This is a higher altitude shot of the area east of Mission during the big flood of 1948. The flood affected Nicomen Island, Deroche, Dewdney, Dewdney Peninsula, Hatzic and Mission Flats. A total of 13,135 acres of agricultural land were flooded by the Fraser with 514 houses lost to flood waters.
This is a higher altitude shot of Fort Langley during the big flood of the Fraser River in 1948. Water completely surrounded the city and Fort Langley was cut off from the rest of the world for almost two weeks.
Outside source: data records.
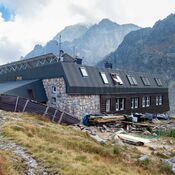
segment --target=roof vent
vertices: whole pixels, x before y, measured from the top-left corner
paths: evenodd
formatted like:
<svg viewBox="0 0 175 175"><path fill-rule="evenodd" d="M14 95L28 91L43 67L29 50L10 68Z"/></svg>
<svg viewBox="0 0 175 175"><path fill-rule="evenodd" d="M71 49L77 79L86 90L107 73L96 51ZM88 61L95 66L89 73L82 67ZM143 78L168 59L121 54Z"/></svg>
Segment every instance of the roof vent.
<svg viewBox="0 0 175 175"><path fill-rule="evenodd" d="M107 69L112 69L112 63L109 63L108 61L105 62L104 66L105 66L105 68L107 68Z"/></svg>
<svg viewBox="0 0 175 175"><path fill-rule="evenodd" d="M81 58L76 58L76 63L77 63L77 64L82 64L82 61L83 61L83 59L81 59Z"/></svg>

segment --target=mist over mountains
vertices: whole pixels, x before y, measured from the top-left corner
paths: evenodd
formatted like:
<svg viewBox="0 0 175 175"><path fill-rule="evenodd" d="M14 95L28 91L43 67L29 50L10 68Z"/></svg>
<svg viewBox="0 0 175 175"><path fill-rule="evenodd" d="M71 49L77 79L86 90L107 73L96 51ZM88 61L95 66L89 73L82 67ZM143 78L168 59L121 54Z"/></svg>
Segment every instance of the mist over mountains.
<svg viewBox="0 0 175 175"><path fill-rule="evenodd" d="M62 38L62 49L71 55L83 57L83 62L95 65L101 59L114 51L124 37L131 31L140 29L134 24L119 25L109 19L103 19L98 24L76 24L65 27L45 46L36 45L25 58L31 58L46 53L59 53L59 36Z"/></svg>

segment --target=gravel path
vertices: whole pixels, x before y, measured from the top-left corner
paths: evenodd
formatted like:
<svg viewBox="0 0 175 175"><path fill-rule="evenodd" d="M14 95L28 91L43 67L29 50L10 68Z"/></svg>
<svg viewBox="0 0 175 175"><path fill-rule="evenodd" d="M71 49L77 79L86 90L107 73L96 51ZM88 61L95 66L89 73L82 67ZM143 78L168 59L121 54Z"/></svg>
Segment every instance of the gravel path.
<svg viewBox="0 0 175 175"><path fill-rule="evenodd" d="M17 120L17 118L14 119ZM0 111L0 149L9 151L24 160L27 167L24 175L48 175L44 168L39 166L37 161L29 153L27 153L22 146L17 145L2 135L2 127L7 120L9 120L7 114ZM19 118L19 120L21 120L21 118Z"/></svg>

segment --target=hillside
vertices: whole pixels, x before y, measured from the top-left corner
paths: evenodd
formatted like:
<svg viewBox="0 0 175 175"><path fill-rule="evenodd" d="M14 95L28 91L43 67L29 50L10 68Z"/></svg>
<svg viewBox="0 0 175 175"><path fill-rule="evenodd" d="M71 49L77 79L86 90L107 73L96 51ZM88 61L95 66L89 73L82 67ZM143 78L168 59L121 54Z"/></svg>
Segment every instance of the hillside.
<svg viewBox="0 0 175 175"><path fill-rule="evenodd" d="M158 21L152 28L143 28L126 35L118 49L98 63L113 63L114 68L145 71L175 76L175 14Z"/></svg>
<svg viewBox="0 0 175 175"><path fill-rule="evenodd" d="M59 35L62 35L62 48L71 55L84 57L84 63L94 65L108 53L114 51L123 41L126 34L138 30L134 24L119 25L109 19L98 24L68 26L59 32L45 46L36 45L25 58L45 53L59 53ZM75 52L75 53L74 53Z"/></svg>
<svg viewBox="0 0 175 175"><path fill-rule="evenodd" d="M101 145L86 133L39 116L0 111L0 121L2 175L171 174L158 160L138 162L135 147Z"/></svg>

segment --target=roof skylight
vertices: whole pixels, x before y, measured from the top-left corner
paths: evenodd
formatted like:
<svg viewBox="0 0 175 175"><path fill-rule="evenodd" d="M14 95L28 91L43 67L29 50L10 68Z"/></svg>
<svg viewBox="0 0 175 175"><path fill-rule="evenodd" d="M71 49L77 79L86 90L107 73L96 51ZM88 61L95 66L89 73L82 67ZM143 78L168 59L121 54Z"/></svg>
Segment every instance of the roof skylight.
<svg viewBox="0 0 175 175"><path fill-rule="evenodd" d="M108 81L108 79L107 79L107 77L106 77L105 72L100 72L100 75L101 75L101 77L102 77L103 83L104 83L104 84L109 84L109 81Z"/></svg>
<svg viewBox="0 0 175 175"><path fill-rule="evenodd" d="M128 78L129 83L130 83L131 85L134 85L134 86L137 85L137 81L136 81L136 79L135 79L134 76L132 76L132 75L127 75L127 78Z"/></svg>
<svg viewBox="0 0 175 175"><path fill-rule="evenodd" d="M150 81L147 77L141 77L141 79L142 79L145 86L150 86L151 85L151 83L150 83Z"/></svg>
<svg viewBox="0 0 175 175"><path fill-rule="evenodd" d="M80 67L80 71L83 77L88 77L88 73L85 67Z"/></svg>
<svg viewBox="0 0 175 175"><path fill-rule="evenodd" d="M155 81L158 86L162 86L162 81L160 80L160 78L155 78Z"/></svg>
<svg viewBox="0 0 175 175"><path fill-rule="evenodd" d="M117 83L117 84L123 85L123 81L118 74L112 73L111 77L112 77L113 81L115 82L115 84Z"/></svg>

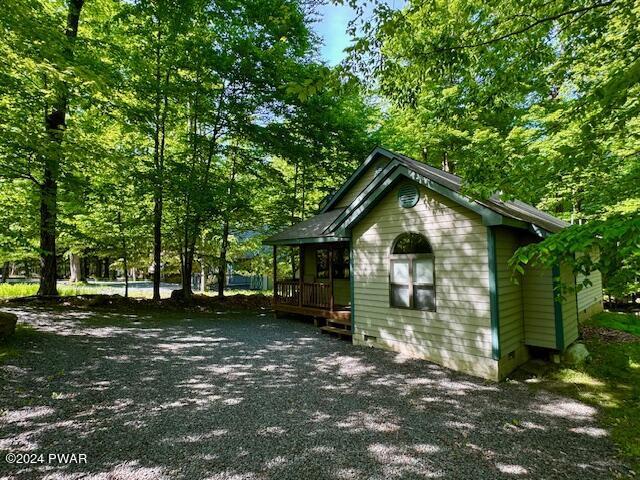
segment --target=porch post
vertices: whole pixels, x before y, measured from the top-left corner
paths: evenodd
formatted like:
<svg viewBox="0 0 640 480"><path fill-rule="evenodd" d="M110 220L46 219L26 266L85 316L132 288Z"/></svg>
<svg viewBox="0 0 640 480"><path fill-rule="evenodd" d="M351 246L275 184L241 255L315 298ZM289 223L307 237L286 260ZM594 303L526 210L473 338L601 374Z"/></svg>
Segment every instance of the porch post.
<svg viewBox="0 0 640 480"><path fill-rule="evenodd" d="M278 279L278 247L273 246L273 303L278 301L278 287L276 281Z"/></svg>
<svg viewBox="0 0 640 480"><path fill-rule="evenodd" d="M302 288L304 285L304 244L300 245L300 266L298 268L298 306L302 306Z"/></svg>
<svg viewBox="0 0 640 480"><path fill-rule="evenodd" d="M329 310L333 311L333 244L329 246Z"/></svg>

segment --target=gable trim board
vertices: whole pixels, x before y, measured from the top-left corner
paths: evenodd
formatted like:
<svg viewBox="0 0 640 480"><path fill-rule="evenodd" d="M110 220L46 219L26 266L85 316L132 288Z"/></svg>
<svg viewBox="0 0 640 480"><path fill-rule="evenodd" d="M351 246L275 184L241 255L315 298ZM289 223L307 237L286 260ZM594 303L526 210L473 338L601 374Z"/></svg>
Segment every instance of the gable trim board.
<svg viewBox="0 0 640 480"><path fill-rule="evenodd" d="M353 186L355 181L362 176L362 174L367 170L369 165L373 163L374 160L377 160L379 157L384 156L387 158L393 158L393 155L388 150L385 150L382 147L375 147L373 151L369 154L369 156L360 164L360 166L356 169L355 172L351 174L351 176L344 182L338 191L334 193L331 198L327 201L325 206L320 210L320 213L325 213L334 206L338 200L340 200L344 194L347 193L348 190ZM374 178L375 180L375 178Z"/></svg>

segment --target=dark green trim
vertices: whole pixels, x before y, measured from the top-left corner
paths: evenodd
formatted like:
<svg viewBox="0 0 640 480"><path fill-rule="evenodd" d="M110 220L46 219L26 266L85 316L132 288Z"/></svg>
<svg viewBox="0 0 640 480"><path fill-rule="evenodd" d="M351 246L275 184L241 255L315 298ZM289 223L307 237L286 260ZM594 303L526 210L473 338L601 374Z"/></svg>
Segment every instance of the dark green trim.
<svg viewBox="0 0 640 480"><path fill-rule="evenodd" d="M366 213L368 213L375 204L390 190L395 183L402 178L409 178L420 185L432 190L440 195L448 198L449 200L461 205L482 217L482 223L486 226L492 225L509 225L512 227L527 228L527 223L520 222L514 219L508 219L503 217L499 213L468 199L464 195L454 192L453 190L443 187L437 182L431 179L423 177L413 170L408 169L403 165L399 165L396 162L390 162L389 168L385 169L384 175L379 175L377 181L372 182L367 186L363 192L358 195L356 200L349 205L344 211L336 218L331 225L329 225L327 231L336 231L338 228L350 229L352 225L357 223Z"/></svg>
<svg viewBox="0 0 640 480"><path fill-rule="evenodd" d="M393 160L394 155L389 150L386 150L382 147L374 148L369 156L365 159L365 161L360 164L355 172L353 172L349 179L342 184L342 186L336 193L333 194L327 204L322 208L320 213L325 213L331 210L331 207L333 207L335 203L340 200L343 195L351 188L351 186L356 183L356 181L358 181L358 179L364 174L364 172L367 170L367 167L379 157L386 157L389 160Z"/></svg>
<svg viewBox="0 0 640 480"><path fill-rule="evenodd" d="M349 177L349 179L344 184L342 184L340 189L327 201L327 203L324 205L320 213L326 213L329 210L331 210L335 206L336 202L340 200L345 195L345 193L349 191L351 187L353 187L353 185L358 181L358 179L362 177L362 175L364 175L365 171L369 168L369 166L375 160L381 157L387 158L389 160L389 164L387 164L383 172L381 172L380 174L378 174L376 177L372 179L369 185L367 185L366 189L371 190L374 186L379 184L381 181L381 177L384 178L388 174L389 166L401 164L398 160L398 157L393 152L382 147L374 148L373 151L369 154L369 156L365 159L365 161L362 162L362 164L356 169L355 172L353 172L351 177ZM438 192L441 195L444 195L445 197L453 200L454 202L462 205L463 207L466 207L478 213L479 215L482 216L482 222L486 226L506 225L509 227L521 228L521 229L529 230L530 232L534 233L535 235L541 238L546 238L549 235L551 235L551 232L549 232L544 228L541 228L533 223L530 223L524 220L518 220L516 218L511 218L510 216L504 216L501 213L492 209L491 207L485 206L484 204L482 204L482 202L471 200L466 196L458 193L457 191L451 190L450 188L445 187L436 181L433 181L429 178L426 178L420 175L419 173L405 166L404 163L402 163L402 165L406 170L410 172L410 173L407 173L408 178L411 178L412 180L415 180L416 182L427 186L431 190ZM363 190L363 192L361 192L356 197L356 199L352 202L352 205L360 204L364 202L365 198L363 198L363 194L366 197L365 191ZM347 226L346 228L349 228L349 227ZM329 227L328 231L333 231L333 229Z"/></svg>
<svg viewBox="0 0 640 480"><path fill-rule="evenodd" d="M498 259L496 254L496 231L487 227L489 255L489 299L491 305L491 353L500 360L500 311L498 302Z"/></svg>
<svg viewBox="0 0 640 480"><path fill-rule="evenodd" d="M556 348L564 350L564 325L562 324L562 299L560 295L560 267L554 265L551 269L553 275L553 313L556 327ZM577 305L576 305L577 308Z"/></svg>
<svg viewBox="0 0 640 480"><path fill-rule="evenodd" d="M349 290L351 295L351 338L356 332L356 283L354 281L355 272L353 270L355 263L353 259L353 239L349 240Z"/></svg>
<svg viewBox="0 0 640 480"><path fill-rule="evenodd" d="M309 238L289 238L286 240L275 240L262 242L264 245L306 245L308 243L331 243L348 242L349 237L309 237Z"/></svg>
<svg viewBox="0 0 640 480"><path fill-rule="evenodd" d="M334 222L329 225L330 231L350 230L353 225L371 211L382 198L400 181L402 167L398 167L382 182L376 184L376 189L360 203L352 203Z"/></svg>
<svg viewBox="0 0 640 480"><path fill-rule="evenodd" d="M337 229L340 228L340 225L343 223L344 219L346 219L351 212L358 209L359 205L366 204L371 195L375 195L376 192L380 189L380 185L383 185L387 179L396 179L398 177L398 169L400 168L400 163L396 160L391 160L382 170L382 172L369 184L367 185L357 196L354 198L351 205L348 205L343 212L336 217L336 219L329 224L325 231L327 232L336 232ZM376 197L377 198L377 197Z"/></svg>
<svg viewBox="0 0 640 480"><path fill-rule="evenodd" d="M573 258L575 259L575 254L573 255ZM580 325L580 310L578 309L578 277L576 276L576 274L573 274L573 292L576 295L576 327L579 327Z"/></svg>
<svg viewBox="0 0 640 480"><path fill-rule="evenodd" d="M487 226L502 225L504 223L504 217L499 213L496 213L493 210L483 205L480 205L478 202L470 200L469 198L459 194L458 192L451 190L450 188L440 185L438 182L434 182L430 178L423 177L422 175L414 172L413 170L409 170L406 167L405 169L406 169L405 174L410 179L418 182L421 185L424 185L429 190L433 190L434 192L439 193L443 197L448 198L449 200L457 203L458 205L468 208L469 210L480 215L482 217L482 223L484 225L487 225Z"/></svg>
This is the Queensborough area of New Westminster from 1950. To help you get your bearings, the photo was taken from the Queensborough side looking North-West back towards New Westminster. Ten years after this photo, the saw mills were replaced by the Queensborough Bridge.
This is the city of Mission from 1947. No Mission Bridge yet. That wasn’t completed until 1973. Before then, people used to drive across the train bridge to get from Abbotsford to Mission. Check out the line of cars doing just that…
In 1948, a cool spring and warm summer led to a sudden melting of the winter snow pack that caused major flooding throughout the Lower Mainland. On June 3rd the Hatzic dyke, just east of Mission, gave way.
This is New Westminster overlooking Poplar Island and the site of the Scott Paper mill. In 1946, when this picture was taken, it was still called the Alaska Pine Company. You can also make out 6th Ave and 12th street.